I felt it was a pecuilar paper, although I did appreciate that it made you think about the techniques used rather than repeating methods blindly.
The first question threw me off to begin with (the laptop battery question) and I don't think I got full marks in that question. I used the Normal approximation, but realised after that I foolishly divided by the sample size twice, which clearly would have given a wrong answer.
I had only used the Fisher Transformation to test the correlation coefficient once while doing past paper questions, so I am happy that I spent what I thought would be wasted time knowing when to use it. My answer seemed reasonable, which is always a good thing!
I think I managed to just eek out the marks for the coin toss question in the last 15 minutes.
The one question which really got me was the testing of the binomial parameter, p (one of the last three questions). I used the method of moments to estimate p to be 0.5, and used the chi-squared test to test the distribution.
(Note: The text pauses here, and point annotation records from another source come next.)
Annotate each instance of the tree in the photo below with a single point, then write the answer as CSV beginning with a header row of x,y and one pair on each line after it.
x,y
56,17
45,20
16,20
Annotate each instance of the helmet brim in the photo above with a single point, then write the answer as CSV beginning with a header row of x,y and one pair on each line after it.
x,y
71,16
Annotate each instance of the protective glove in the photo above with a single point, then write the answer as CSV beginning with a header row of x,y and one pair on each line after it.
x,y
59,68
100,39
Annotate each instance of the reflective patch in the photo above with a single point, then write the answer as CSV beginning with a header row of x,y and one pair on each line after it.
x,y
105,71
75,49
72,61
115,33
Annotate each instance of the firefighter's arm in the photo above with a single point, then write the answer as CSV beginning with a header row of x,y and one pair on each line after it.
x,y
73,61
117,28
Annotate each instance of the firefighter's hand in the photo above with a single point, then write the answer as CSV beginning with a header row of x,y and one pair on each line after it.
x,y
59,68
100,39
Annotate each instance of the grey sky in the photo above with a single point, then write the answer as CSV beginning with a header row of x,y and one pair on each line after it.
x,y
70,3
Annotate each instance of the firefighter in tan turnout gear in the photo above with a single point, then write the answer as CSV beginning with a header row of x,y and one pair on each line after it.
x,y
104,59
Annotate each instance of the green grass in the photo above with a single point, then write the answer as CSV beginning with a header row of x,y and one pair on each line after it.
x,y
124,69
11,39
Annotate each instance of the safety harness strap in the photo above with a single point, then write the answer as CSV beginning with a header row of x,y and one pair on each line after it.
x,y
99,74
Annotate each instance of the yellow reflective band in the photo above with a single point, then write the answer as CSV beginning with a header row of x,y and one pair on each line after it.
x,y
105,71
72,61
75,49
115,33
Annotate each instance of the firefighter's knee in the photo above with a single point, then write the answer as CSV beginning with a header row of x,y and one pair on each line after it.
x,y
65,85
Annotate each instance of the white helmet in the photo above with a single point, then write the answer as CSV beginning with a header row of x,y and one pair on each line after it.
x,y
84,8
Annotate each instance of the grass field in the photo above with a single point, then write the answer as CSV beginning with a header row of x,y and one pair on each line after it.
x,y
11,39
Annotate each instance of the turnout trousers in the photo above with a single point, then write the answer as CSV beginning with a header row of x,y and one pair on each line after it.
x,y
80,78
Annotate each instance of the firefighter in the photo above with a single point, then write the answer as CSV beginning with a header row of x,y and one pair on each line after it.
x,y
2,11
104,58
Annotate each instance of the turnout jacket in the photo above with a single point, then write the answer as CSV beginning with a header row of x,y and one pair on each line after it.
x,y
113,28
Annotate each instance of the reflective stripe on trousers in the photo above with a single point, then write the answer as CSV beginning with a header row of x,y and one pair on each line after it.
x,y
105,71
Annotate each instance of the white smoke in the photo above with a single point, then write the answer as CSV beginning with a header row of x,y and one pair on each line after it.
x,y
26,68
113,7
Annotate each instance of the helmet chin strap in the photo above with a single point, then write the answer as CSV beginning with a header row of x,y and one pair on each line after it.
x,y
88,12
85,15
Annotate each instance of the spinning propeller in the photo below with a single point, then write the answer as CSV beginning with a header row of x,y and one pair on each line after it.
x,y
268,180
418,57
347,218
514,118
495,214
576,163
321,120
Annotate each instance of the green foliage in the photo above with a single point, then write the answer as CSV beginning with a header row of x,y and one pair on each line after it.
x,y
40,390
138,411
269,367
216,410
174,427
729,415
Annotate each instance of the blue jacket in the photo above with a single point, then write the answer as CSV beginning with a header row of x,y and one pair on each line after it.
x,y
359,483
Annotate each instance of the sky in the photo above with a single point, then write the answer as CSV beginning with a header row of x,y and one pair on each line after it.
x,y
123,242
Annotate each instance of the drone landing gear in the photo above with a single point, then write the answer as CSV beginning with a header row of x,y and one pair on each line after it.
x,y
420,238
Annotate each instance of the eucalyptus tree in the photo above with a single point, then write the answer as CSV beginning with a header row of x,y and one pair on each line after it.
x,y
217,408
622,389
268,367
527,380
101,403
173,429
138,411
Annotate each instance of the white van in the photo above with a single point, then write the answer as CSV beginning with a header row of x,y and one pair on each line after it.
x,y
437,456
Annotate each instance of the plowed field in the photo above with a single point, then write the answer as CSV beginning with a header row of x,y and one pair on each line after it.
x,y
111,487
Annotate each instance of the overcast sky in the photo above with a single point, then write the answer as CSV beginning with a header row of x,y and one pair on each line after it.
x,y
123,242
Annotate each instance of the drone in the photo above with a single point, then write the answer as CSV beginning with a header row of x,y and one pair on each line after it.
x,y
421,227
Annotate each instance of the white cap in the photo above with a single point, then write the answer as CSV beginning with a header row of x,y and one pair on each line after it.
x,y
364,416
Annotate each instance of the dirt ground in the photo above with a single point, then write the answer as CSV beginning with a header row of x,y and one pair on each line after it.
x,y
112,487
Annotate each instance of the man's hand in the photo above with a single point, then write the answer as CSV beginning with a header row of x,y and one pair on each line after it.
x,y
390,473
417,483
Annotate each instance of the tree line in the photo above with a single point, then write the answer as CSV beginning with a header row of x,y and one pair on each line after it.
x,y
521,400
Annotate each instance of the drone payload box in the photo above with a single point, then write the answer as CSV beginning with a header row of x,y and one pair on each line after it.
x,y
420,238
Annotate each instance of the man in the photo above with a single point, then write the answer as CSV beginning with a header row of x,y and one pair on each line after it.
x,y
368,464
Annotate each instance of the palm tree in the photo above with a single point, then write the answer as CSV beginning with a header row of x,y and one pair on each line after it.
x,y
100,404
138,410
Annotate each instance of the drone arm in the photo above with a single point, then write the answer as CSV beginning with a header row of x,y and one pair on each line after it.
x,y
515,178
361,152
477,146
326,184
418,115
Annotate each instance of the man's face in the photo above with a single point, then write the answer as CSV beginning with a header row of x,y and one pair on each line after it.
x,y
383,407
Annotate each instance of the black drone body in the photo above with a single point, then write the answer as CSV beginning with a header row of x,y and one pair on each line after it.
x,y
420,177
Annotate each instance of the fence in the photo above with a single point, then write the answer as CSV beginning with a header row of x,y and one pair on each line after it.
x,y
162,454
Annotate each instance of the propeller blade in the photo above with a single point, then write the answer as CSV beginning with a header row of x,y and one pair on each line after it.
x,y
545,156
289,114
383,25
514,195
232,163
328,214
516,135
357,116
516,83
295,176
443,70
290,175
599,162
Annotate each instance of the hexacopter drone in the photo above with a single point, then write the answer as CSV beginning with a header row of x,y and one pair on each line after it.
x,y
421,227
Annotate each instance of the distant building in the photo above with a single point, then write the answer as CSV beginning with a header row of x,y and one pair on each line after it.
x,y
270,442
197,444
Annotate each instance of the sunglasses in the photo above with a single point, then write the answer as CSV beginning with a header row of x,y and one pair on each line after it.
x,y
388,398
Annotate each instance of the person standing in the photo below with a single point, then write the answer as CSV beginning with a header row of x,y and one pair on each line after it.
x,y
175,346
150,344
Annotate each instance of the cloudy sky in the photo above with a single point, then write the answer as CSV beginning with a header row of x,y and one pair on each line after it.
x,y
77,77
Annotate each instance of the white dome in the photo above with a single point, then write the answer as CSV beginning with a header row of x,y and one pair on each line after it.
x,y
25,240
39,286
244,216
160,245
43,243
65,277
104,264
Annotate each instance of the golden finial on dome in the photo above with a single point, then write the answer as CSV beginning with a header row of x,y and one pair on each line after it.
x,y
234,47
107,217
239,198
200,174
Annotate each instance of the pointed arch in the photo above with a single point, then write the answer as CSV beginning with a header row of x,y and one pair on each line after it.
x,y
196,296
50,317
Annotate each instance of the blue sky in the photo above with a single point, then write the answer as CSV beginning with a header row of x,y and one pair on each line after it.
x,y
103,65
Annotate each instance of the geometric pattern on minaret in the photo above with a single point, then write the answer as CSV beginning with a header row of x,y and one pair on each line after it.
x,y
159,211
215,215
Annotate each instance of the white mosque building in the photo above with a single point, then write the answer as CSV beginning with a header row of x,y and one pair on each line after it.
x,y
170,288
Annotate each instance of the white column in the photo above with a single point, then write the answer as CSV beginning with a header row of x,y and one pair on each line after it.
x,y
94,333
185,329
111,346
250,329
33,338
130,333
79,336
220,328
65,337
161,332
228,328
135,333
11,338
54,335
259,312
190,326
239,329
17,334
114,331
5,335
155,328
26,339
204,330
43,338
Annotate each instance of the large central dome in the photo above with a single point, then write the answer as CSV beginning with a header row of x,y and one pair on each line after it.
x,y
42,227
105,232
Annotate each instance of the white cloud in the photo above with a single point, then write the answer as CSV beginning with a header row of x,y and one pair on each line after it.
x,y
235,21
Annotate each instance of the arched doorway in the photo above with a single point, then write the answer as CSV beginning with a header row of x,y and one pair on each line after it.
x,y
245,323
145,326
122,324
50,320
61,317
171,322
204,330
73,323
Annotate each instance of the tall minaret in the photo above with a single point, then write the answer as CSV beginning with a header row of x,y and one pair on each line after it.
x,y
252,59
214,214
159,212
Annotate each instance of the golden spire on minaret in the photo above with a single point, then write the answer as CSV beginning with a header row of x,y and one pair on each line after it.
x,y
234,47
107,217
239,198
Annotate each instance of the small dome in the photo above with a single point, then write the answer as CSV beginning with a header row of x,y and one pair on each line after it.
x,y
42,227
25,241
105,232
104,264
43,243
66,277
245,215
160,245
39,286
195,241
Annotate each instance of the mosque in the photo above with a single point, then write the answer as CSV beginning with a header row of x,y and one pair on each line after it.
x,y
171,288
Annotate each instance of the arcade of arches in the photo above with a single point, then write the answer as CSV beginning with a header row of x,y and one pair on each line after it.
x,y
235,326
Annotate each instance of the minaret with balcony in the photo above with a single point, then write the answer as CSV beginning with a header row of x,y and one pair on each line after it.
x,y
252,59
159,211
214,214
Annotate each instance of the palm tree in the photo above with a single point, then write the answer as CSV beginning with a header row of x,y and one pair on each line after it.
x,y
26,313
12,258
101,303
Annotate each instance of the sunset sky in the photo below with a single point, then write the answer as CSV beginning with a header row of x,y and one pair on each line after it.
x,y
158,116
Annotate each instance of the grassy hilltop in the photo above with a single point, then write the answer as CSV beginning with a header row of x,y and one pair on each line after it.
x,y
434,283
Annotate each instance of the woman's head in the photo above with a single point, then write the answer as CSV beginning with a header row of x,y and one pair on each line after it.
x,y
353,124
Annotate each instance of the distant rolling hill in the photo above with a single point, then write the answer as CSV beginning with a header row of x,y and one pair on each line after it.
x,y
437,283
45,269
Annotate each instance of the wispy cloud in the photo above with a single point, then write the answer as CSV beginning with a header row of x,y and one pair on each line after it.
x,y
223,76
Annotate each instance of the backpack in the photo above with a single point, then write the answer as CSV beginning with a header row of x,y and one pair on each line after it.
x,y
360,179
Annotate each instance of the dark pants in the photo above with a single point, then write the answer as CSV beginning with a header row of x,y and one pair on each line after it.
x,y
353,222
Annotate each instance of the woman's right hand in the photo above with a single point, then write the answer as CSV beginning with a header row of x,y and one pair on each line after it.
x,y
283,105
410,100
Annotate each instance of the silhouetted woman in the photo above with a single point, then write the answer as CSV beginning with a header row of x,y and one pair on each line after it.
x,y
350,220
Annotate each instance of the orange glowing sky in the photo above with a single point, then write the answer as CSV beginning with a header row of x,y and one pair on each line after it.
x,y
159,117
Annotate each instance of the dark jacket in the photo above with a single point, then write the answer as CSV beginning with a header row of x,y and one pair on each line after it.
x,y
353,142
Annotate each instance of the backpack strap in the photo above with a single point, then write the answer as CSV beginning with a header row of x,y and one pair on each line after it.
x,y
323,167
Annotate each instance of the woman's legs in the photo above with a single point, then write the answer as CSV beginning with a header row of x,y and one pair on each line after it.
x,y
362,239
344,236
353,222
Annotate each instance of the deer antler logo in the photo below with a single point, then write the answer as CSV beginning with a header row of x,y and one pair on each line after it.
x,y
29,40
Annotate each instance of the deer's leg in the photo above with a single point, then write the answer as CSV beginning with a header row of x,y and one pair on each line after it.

However when I read the next part, which asked us to state the effect of instead being told p=0.5, as opposed to estimating it, I didn't consider that it would mean we could include one more degree of freedom, and we could then easily accept the null Hypothesis again based on the first. And then the next part told us to test p=0.5, which made me think that I'd used the method of moments incorrectly, so I changed the labelling of my initial chi-squared test to part (iv) instead of part (ii) *shakes my head*.